Se confesser les uns aux autres

« Confessez donc vos péchés les uns aux autres, et priez les uns pour les autres, afin que vous soyez guéris. La prière fervente du juste a une grande efficace. » Jacques 5.16

Voilà un verset dont on garde toujours la seconde moitié et jamais la première. On cite volontiers « la prière fervente du juste a une grande efficace ». On saute « confessez vos péchés les uns aux autres ».

Pourtant Jacques lie les deux par un « donc ». La puissance de la prière, dans ce passage, n'est pas détachable de l'aveu qui la précède. Il ne dit pas que la confession rend la prière plus polie ; il dit qu'elle la rend efficace.

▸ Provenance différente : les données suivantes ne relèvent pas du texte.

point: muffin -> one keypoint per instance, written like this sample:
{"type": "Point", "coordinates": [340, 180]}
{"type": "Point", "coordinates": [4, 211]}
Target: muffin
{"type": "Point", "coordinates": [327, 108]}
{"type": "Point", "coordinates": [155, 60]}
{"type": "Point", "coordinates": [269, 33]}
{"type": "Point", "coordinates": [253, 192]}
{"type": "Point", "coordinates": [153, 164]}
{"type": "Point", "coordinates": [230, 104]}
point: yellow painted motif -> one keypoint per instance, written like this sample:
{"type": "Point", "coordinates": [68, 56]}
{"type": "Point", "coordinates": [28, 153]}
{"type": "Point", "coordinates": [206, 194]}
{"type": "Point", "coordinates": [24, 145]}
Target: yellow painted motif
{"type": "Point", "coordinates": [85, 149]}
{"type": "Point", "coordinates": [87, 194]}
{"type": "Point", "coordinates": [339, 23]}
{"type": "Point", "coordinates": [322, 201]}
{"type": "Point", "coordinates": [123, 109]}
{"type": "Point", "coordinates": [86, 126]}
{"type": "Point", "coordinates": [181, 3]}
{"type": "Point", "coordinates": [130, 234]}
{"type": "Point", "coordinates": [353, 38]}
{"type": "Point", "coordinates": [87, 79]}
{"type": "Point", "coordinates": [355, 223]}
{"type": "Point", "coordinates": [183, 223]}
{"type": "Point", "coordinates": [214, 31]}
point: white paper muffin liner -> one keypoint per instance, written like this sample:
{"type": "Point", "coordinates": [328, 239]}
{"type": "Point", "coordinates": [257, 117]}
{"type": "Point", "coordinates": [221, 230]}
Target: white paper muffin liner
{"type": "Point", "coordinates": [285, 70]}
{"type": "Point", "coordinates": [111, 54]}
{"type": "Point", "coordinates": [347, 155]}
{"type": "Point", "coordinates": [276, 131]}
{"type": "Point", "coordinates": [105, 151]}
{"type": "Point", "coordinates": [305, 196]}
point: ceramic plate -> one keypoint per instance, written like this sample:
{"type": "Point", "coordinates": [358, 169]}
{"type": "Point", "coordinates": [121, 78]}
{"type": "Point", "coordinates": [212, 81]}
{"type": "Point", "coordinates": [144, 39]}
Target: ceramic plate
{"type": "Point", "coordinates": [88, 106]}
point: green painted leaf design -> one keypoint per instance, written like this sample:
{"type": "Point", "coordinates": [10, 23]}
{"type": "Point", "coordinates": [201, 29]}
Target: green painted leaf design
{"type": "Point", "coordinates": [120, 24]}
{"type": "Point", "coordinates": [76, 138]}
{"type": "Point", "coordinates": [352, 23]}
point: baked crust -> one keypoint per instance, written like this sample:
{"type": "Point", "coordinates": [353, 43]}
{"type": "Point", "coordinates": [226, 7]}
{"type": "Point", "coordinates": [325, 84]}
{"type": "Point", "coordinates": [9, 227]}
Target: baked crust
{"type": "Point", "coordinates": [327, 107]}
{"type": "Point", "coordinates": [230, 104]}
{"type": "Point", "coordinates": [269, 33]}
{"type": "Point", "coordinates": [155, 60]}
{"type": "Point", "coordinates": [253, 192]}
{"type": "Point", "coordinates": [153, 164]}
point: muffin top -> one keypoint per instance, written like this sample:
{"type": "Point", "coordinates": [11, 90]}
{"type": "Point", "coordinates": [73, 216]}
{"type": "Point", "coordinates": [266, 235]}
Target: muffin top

Pourquoi ? Parce qu'une faute gardée secrète fabrique deux personnes : celle qu'on montre et celle qu'on est. Et c'est celle qu'on montre qui prie. On prie avec un personnage. Rien ne bouge, et on ne comprend pas pourquoi.

Il faut préciser tout de suite ce que le texte ne dit pas, parce que ce verset a fait des dégâts. Il ne dit pas de confesser à tout le monde. Il ne dit pas de raconter en public le détail de ses chutes. Il n'existe aucun mandat biblique pour l'aveu forcé, et une assemblée n'est pas un tribunal. Le « les uns aux autres » suppose la réciprocité : quelqu'un qui vous dit aussi ses fautes. Si la confession ne va que dans un sens, ce n'est plus ce verset — c'est un rapport de pouvoir.

Ce que Jacques décrit, c'est une ou deux personnes. Quelqu'un qui sait, et qui prie. Et le résultat annoncé n'est pas le pardon — le pardon vient de Dieu seul, et il n'a jamais eu besoin d'un témoin. Le résultat annoncé, c'est la guérison. Ce qui reste caché continue de faire mal ; ce qui est dit à haute voix devant un frère perd son pouvoir de vous isoler.

Cette semaine. Trouvez une personne. Une seule. Quelqu'un qui ne parle pas, et à qui vous pouvez aussi servir de confident. Commencez petit — pas par la chose la plus lourde, par une chose vraie. La confiance se construit dans ce sens-là.

Si vous n'avez personne, dites-le à Dieu comme un besoin réel, et pas comme une fatalité. Beaucoup de croyants n'ont jamais eu ce frère-là parce qu'ils ne l'ont jamais demandé.